Earlier this week, Russian President Vladimir Putin visited the Turkish capital Ankara to discuss the Jerusalem crisis and the most recent developments in Syria. The fact that President Recep Tayyip Erdoğan and his Russian counterpart held their tenth meeting since the downing of a Russian warplane is not just a sign of improving bilateral relations. At the same time, the dialogue between Moscow and Ankara indicates that the regional balance of power is changing. Like his predecessor, U.S. President Donald Trump has been taking steps in the Middle East that give the Russians more room for diplomatic and political maneuvering. In this sense, Washington's recognition of Jerusalem as the capital of Israel presented Mr. Putin an opportunity to strengthen his influence over the Islamic world.
The Russian president's visit took place just two days before an extraordinary meeting of the Organization of Islamic Cooperation in Istanbul, where Mr. Erdoğan – as the organization's rotating president – addressed Muslim leaders on Wednesday. Ironically, Mr. Trump's unpopular decision, which sparked outrage among Arabs, made it possible for Moscow to maintain its relationship with Israel and play a more active role in the Palestinian dispute. At this point, Mr. Putin could easily install himself as a neutral mediator and have the Israelis roll out the red carpet for him.
U.S. presidents have a tendency to empower other global and regional powers, which they would like to contain, in the Middle East. The invasion of Iraq in 2003 made it possible for Iran to increase its influence. Again, the Russians scored valuable points in the Middle East since 2015, when the Obama administration falsely believed that Moscow would end up stuck in the Syrian quagmire, and brought together Iran and Turkey to resolve the crisis. As a matter of fact, the Russians have been so successful in the fight against Daesh that Mr. Putin announced that he had withdrawn Russian troops from Syria before his Turkey visit.
According to Harvard political scientist Stephen Walt, this is not the first time that the United States empowered countries like Russia, China and Iran. This problem, he argues, stems from the fact that U.S. foreign-policy elites tend to forget the "balance of power" – a key concept contained even in the introduction to international relations courses in college. Recalling that the U.S. often accounts for the policy of other states with reference to internal characteristics, such as leaders' personalities, their political and economic system or their ruling ideology, Walt warns that external circumstances, including the threats those countries face, are actually more important.
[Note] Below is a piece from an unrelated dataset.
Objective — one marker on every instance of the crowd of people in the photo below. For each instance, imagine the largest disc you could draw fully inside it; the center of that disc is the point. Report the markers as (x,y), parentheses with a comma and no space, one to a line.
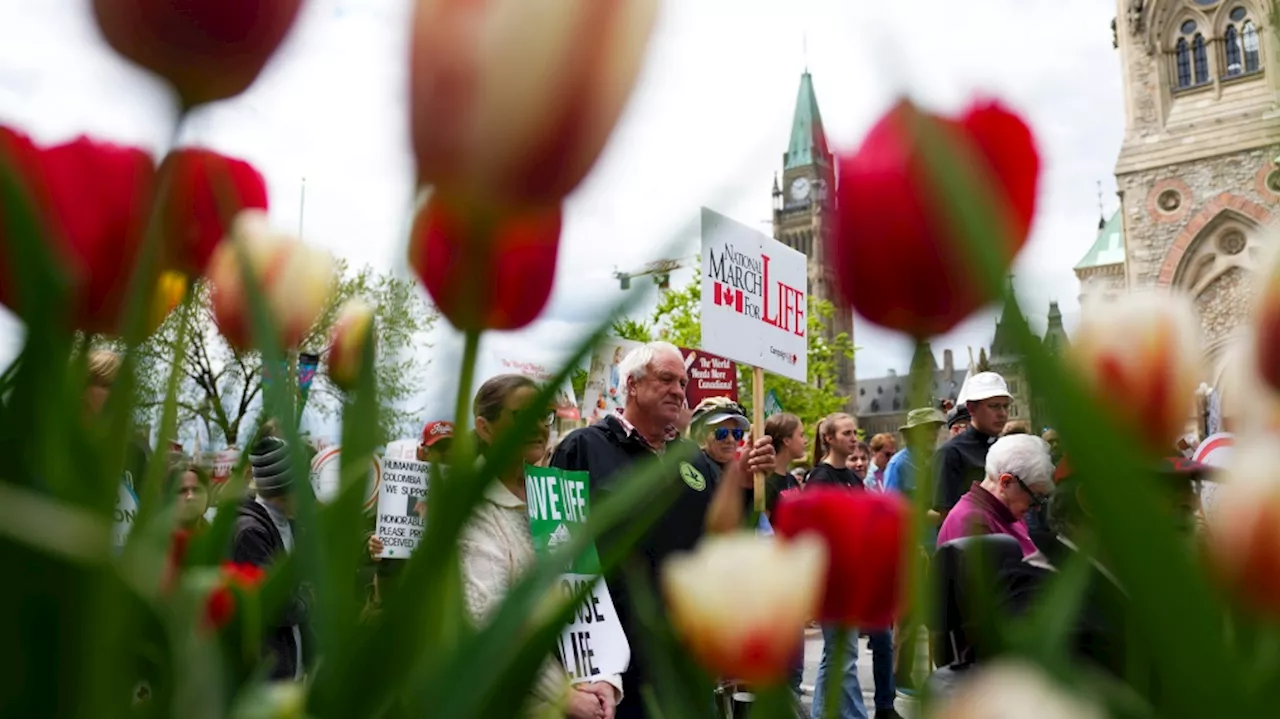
(988,477)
At a time when the United States is trying to transform its global role, American policy elites have been making costly mistakes. In recent months, the Trump administration's adherence to unilateralism and overall lack of control created valuable opportunities for Zionists and Evangelists. Meanwhile, U.S. media has been complaining about Russian and Chinese interference in American politics and elections.
It is interesting, to say the least, that the people who talked Mr. Trump into making his controversial Jerusalem move were tied to Israeli Prime Minister Benjamin Netanyahu. The same people seem to believe that they could launch a new peace process by getting Saudi Arabia and Egypt on board. Sadly enough, they are also convinced that Mr. Trump could dictate his terms by giving Israel a head-start. In the end, the Trump administration's Jerusalem move only served to convince Mr. Netanyahu that the city should serve as the "united capital" of Israel. He was therefore overjoyed as he declared that the Palestinians had no choice but to come to terms with the facts.
The Middle East peace process has officially been sacrificed to Mr. Netahyahu's ultra-nationalist agenda. To understand how this mentality could put Israel's future at risk, it would be enough to take a glance at an op-ed published by the former Israeli Prime Minister Ehud Barak, where he warns that Israel's government followed irrational and messianic policies to annex the West Bank to further the "one-state solution." "It will inevitably turn Israel into a state that is neither Jewish nor democratic," Mr. Barak adds.
Donald Trump's Jerusalem move made the situation in the Middle East even worse. Without east Jerusalem, there can be no two-state solution. In other words, he just signed off on the one-state solution – the creation of Greater Israel. Ironically, the "one state," the majority of whose citizens will be Palestinians, could present an existential threat to the Zionist project. At the same time, it will give more power to countries like Russia and Iran over Middle Eastern affairs.